Our ‘posh’ bus left the airport at 2.30pm for the expected four and a half hour drive to Vișeu de Sus, the town in Northern Romania which is the base for the last remaining forestry railway system in Europe. On the way we stopped off at a supermarket to stock up on supplies and whilst we were inside the heavens opened, pounding the pavement with rain and forming rivers of water on the tarmac. I began to wish I hadn’t talked up the chances of good weather…

The drive northwards gave us our first sight of the deathly pallor of local industry, from derelict factories to abandoned power stations, before we made our way into the hills. A fair stretch of the road followed a rather beautiful standard gauge line with some quite spectacular viaducts which must have been a sight in steam days. The route also took us through many hillside villages, with horse drawn carts becoming an increasingly common sight on the road as we got closer to our destination.

We arrived at Vișeu de Sus at 5.45pm, well ahead of schedule, partly because our driver was speeding through the villages with little regard for what he could see ahead of him – living dangerously on our behalf!

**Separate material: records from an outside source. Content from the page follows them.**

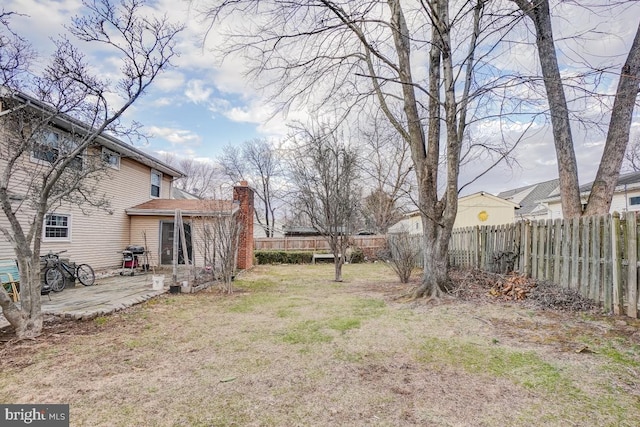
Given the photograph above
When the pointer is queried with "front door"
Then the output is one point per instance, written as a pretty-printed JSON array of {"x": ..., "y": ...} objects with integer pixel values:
[{"x": 166, "y": 239}]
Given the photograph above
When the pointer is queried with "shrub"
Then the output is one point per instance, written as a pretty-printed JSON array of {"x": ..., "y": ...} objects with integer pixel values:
[{"x": 283, "y": 257}]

Although the town had something of a timeless look, we were assured that change had well and truly arrived here. The asphalt road through town was still a dirt track only a few years ago and a tourist village is under construction near the railway station. The town probably looks quite delightful on a summer’s day, but perhaps not quite so appealing on a damp day such as this. The clouds hung low over the hillsides, threatening rain, as we headed off to our pensions.

CFR 150.216, built at the Romanian factory in Resita, is on static display in the grounds of the railway at Vișeu de Sus

CFR 150.216, built at the Romanian factory in Resita (1958), is on static display in the grounds of the railway at Vișeu de Sus

After settling into our pensions (in my case the rather charming Pensiunea Barsan, complete with a terrace overlooking the railway line) we headed back to a stationary dining car of the Carpatia Express for a four course meal that was served up over three hours. The lure of a night shoot with the locos proved too tempting for most, so only a handful of us were left to sample dessert as the clock struck ten.

Getting back to the pension proved interesting – the road was paved and lit partway, before giving way to an unpaved and unlit track. A torch was essential if we were to avoid succumbing to the gigantic puddles that had formed whilst we were eating. It was a relief to make it back to the comfort of my room without having an unexpected swim!